Hotel Transylvanie

De manière générale, les longs métrages animés bénéficient d’un peu de bienveillance, et se ratent rarement. Pas de chance, HOTEL TRANSYLVANIE est l’exception qui permet de confirmer la règle. Pourtant, le film ne sort pas de nulle part, bénéficiant des talents de Genndy Tartakovsky, auteur de plusieurs dessins animés à succès et à l’esthétique reconnaissable.

Passé les premiers instants, HOTEL TRANSYLVANIE ne délivre en effet que peu de choses. Un vampire transforme le château où il élève sa fille en résidence pour monstres en tous genres, loin des affreux humains.
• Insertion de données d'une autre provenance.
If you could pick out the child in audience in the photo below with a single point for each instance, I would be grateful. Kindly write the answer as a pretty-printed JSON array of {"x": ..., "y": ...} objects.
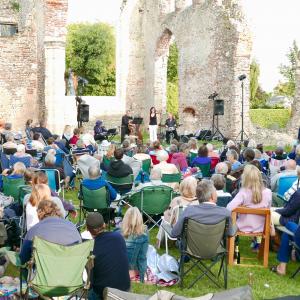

Évidemment, tout le répertoire des grands classiques s’y retrouve : momie, loups garous, frankenstein etc… Et ce qui s’annonce comme une vaste cour de récréation peine au bout de quelques minutes à offrir les rebondissements espérés. En axant trop son histoire sur l’aspect familial et romantique, HOTEL TRANSYLVANIE effleure à peine son sujet, offre quelques scènes basiques (notamment de danse, sur un fond musical assez douteux) et s’en repart en laissant la porte ouverte pour une pseudo-suite.

Pas la peine de trop tirer sur l’ambulance, cet HOTEL TRANSYLVANIE est un concurrent faible dans un marché tyrannique, entre les Disney et autres Pixar. Sauf à ressortir une faune et une flore qu’on aurait aimé plus mise en valeur, le dessin animé ne restera pas dans les mémoires.